Abstract

Discrete search path planning is known to be a NP-hard problem, and problem-solving methods proposed so far rely on heuristics with no way to reasonably estimate solution quality for practical size problems. Departing from traditional nonlinear model formulations, a novel information theoretic based approach using integer linear programming (ILP) is proposed to optimally solve the discrete open-loop centralized search path planning problem with anticipated feedback, involving a team of homogeneous agents. The approach takes advantage of objective function separability and conditional probability independence of observations to efficiently minimize expected system entropy. A network representation is exploited to simplify modeling, reduce constraint specification and speed-up problem-solving.
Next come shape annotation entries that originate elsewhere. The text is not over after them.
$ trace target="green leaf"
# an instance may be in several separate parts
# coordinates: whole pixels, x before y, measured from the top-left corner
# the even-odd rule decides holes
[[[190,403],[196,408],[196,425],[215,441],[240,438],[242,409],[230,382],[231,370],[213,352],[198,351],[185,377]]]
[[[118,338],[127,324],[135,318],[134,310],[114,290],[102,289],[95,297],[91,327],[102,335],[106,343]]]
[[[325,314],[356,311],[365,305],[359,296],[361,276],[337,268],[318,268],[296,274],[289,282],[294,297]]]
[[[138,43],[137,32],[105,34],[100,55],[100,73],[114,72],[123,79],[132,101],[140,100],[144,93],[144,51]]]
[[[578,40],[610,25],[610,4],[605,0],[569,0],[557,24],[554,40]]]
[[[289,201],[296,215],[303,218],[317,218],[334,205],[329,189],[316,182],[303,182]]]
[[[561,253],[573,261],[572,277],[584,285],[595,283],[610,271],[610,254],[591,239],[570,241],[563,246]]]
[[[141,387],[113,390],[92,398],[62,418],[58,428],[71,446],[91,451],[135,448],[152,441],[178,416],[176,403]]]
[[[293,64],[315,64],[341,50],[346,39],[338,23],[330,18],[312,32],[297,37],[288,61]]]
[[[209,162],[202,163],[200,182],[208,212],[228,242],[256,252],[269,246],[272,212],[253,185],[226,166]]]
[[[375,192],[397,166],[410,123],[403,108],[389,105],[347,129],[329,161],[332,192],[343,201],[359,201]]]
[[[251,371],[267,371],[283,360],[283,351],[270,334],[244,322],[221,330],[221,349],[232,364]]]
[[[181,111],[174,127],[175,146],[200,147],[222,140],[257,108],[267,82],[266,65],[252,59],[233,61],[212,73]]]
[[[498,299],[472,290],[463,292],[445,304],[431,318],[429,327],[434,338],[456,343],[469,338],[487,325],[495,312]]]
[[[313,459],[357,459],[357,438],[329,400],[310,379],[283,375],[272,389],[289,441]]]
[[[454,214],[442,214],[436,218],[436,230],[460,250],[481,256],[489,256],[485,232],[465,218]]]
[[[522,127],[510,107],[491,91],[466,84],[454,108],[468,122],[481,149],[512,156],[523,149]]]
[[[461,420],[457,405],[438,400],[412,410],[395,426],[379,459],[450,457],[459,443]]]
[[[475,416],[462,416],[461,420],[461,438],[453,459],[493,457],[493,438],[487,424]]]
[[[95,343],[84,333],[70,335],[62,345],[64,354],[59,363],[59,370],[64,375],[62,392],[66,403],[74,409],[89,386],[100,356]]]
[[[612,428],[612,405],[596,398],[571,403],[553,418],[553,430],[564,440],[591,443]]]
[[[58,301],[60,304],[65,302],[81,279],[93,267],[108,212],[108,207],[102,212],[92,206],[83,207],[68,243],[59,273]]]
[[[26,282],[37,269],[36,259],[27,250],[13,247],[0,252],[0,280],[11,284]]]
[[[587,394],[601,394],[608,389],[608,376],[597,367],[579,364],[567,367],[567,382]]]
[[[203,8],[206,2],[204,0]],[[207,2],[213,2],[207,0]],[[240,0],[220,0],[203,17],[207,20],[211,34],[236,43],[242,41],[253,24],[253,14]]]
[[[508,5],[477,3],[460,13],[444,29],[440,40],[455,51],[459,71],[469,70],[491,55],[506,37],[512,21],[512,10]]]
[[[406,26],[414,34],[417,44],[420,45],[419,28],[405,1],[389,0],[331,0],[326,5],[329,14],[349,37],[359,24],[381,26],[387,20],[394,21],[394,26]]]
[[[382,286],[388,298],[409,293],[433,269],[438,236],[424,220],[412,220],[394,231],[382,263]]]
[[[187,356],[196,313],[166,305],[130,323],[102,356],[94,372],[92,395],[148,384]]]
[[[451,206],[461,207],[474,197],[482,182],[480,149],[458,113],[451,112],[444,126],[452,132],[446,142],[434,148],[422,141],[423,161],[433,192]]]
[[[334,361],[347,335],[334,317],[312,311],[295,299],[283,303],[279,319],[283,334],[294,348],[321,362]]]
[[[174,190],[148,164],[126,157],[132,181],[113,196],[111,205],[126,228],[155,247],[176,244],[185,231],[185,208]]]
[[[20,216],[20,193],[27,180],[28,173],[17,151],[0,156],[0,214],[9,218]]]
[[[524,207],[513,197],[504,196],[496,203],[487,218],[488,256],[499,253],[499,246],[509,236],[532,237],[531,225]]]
The novelty of the approach consists in capturing false-alarm observations explicitly while proposing an original and efficient way to linearize the underlying non-linear expected entropy function required to properly represent target location uncertainty, making for the first time practical problems tractable. The proposed ILP formulation rapidly yields near-optimal solutions for realistic problems while providing for the first time, a robust lower bound through Lagrangian relaxation. Long planning problem horizon may be dynamically adapted by periodically solving new problem instances incorporating actual observation outcomes from previous episodes over receding horizons. Computational results clearly show the value of the approach in comparison to a myopic heuristic over various problem instances.